One of the most important men in my life is my grandpa, Poppi. Besides my dad, he was probably the first man I ever met. As I got older, I learned just how much of an influence this man would be in my life.
My Poppi and I were partners in crime from the very beginning. He used to pick me up from daycare or take me to school when I was three and four years old. I used to cry and fight him and ask not to go, but sure enough he’d make me go and wouldn’t you know I loved school. Those moments of him taking me to school and other places seem so insignificant and small but they were the foundation of what would be an unbreakable bond.
Whenever my parents were going to go out of town or stay out late somewhere, I would be so excited to stay at my grandparents’ house. Nothing was better than some of grandma’s (Jammie) cooking, some ice cream, and fighting over who got to sleep on the bigger more comfortable couch. The best part of staying there, though, was when my Poppi would go down to the basement, sit in his recliner and watch the Boston team for whatever sport season it was. He’d sit with his Bud Light and I sneak down the basement stairs, hide behind the chair, pop up and scare him! This was one of my favorite traditions with my Poppi; especially because he was such a good sport about it.
Once I was done laughing at how badly I scared him, we moved on to our next game – beauty salon. Poppi was balding for as long as I’ve ever known him and what hair he did have was very thin. Don’t ask me why, but he always let run and wet my hands and use the water to spike up his hair in various styles. My personal favorite was called “Volcano” and entailed me spiking both sides of his hair up to meet in the middle like a volcano.
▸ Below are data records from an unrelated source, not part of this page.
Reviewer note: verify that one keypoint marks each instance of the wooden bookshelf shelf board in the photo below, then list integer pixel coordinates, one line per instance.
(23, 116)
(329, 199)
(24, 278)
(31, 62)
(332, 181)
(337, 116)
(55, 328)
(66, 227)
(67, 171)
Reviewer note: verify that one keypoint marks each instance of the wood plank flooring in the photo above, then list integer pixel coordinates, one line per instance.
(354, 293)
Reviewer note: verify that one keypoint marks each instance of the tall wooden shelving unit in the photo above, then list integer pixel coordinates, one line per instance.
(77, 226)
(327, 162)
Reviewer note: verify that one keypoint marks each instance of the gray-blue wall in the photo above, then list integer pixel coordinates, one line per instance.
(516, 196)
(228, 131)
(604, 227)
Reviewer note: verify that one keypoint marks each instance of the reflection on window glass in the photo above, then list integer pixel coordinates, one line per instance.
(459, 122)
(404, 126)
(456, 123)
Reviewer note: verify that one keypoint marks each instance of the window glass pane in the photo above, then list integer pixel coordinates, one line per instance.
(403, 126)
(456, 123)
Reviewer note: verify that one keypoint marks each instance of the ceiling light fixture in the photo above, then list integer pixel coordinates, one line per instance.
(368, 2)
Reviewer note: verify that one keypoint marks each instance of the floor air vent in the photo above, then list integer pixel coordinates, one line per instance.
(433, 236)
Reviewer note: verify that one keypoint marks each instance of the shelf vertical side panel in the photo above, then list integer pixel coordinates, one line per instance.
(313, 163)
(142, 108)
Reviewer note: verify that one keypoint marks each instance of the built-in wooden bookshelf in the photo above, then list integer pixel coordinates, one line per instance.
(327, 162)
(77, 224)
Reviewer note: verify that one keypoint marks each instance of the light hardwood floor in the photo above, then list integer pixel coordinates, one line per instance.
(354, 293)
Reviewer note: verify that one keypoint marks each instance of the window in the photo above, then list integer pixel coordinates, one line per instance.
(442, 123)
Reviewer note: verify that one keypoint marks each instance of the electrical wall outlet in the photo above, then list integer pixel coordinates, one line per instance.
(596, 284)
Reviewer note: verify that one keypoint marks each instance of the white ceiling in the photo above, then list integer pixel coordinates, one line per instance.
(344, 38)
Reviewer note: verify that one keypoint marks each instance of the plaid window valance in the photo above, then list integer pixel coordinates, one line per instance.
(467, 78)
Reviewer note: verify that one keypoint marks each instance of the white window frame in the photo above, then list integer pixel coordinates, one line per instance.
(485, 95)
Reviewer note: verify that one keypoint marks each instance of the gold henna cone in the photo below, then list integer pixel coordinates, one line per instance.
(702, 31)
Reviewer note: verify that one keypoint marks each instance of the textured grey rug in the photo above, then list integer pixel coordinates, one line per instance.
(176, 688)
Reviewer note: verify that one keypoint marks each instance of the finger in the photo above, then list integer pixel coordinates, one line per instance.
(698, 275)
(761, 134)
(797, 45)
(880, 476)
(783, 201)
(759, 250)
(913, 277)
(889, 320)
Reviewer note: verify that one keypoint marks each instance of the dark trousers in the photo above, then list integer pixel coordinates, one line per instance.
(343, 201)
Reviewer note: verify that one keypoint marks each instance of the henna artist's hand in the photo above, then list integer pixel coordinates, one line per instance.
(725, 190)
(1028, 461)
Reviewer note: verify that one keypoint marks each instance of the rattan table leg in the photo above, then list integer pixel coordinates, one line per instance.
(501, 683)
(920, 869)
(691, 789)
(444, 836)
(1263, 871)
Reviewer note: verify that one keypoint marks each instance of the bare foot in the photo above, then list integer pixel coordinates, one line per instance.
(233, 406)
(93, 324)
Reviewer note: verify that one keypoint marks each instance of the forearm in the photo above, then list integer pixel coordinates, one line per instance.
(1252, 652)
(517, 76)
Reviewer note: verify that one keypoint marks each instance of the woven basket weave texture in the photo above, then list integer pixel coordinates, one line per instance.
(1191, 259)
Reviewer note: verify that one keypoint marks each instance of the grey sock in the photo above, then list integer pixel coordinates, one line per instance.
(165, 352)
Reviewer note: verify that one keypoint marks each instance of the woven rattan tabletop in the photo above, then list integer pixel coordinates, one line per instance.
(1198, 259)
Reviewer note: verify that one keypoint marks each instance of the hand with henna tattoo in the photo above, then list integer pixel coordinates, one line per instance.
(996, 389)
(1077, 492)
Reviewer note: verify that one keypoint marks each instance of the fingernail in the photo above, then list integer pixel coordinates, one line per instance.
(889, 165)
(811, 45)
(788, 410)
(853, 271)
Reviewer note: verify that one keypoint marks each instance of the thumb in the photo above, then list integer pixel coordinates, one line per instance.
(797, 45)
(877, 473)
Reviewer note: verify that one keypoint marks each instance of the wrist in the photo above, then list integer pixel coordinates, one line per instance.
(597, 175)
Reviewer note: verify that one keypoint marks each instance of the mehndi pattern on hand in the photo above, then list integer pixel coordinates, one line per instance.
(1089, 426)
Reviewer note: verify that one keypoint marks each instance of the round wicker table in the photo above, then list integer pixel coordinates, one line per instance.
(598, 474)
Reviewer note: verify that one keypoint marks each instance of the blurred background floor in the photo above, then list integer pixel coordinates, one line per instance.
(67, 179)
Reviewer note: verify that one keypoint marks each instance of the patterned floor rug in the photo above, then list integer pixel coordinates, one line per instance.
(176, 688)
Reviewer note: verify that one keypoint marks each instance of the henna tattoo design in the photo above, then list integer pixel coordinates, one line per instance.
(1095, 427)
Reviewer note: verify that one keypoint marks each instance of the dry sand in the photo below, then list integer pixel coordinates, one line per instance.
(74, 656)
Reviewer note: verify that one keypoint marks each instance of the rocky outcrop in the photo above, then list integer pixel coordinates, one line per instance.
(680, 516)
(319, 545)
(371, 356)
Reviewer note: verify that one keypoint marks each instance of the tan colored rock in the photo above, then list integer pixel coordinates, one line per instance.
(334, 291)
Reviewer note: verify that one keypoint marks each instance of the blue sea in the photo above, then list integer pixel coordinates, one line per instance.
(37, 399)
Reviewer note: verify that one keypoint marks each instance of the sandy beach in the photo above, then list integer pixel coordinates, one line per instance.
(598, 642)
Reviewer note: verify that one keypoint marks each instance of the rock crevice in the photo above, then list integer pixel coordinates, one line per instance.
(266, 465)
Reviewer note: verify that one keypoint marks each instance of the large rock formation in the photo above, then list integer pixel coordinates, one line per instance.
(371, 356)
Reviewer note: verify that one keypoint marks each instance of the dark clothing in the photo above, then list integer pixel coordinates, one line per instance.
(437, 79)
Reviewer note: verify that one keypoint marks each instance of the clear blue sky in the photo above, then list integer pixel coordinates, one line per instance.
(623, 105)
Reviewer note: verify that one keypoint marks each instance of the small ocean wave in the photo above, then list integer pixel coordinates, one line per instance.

When it was time to leave, my last trick was to steal his wallet, take a dollar, and then tell him I was going to steal all his money. He’d always laugh and then I’d go and try to give him his dollar back. He’d laugh and say “no, no you keep it.” He and I would argue about it for a bit, but I always ended up leaving a dollar richer. “Don’t spend it all in one place,” he’d say as I left.
My Poppi was my biggest fan, always coming to every soccer, softball and basketball game he could make it to. Poppi loved sports so much that he’d give up an afternoon to watch a bunch kids run around and attempt to be athletes. He and my dad went to every Providence College basketball home game for over twenty years. My favorite part was when my dad couldn’t go so I got to go with my Poppi. This meant him trying to buy me soda or ice cream or anything else I wanted and letting me stay up way past my bedtime.
Poppi, always made sure I knew how a man should treat me. His famous saying was “if he doesn’t open the car door for you or hold the door for you, he’s not the right guy.” He made sure I knew that he was going to meet any boyfriend of mine and make sure he was good enough. And if he wasn’t, well he should be scared.
When leaving for college, Poppi was one of the hardest people I had to leave. Every time I came home, he told how much he missed me and said that he looks at my picture on the wall every day to cheer him up. Recently, I had to say goodbye forever to my Poppi it was one of the hardest things I’ve ever had to do. I could share a million more stories about how this man made my life so much better, but then this article would never end. Thank you, Poppi for all the great times and for having such a huge influence on my life. I wouldn’t be the woman I am today without you.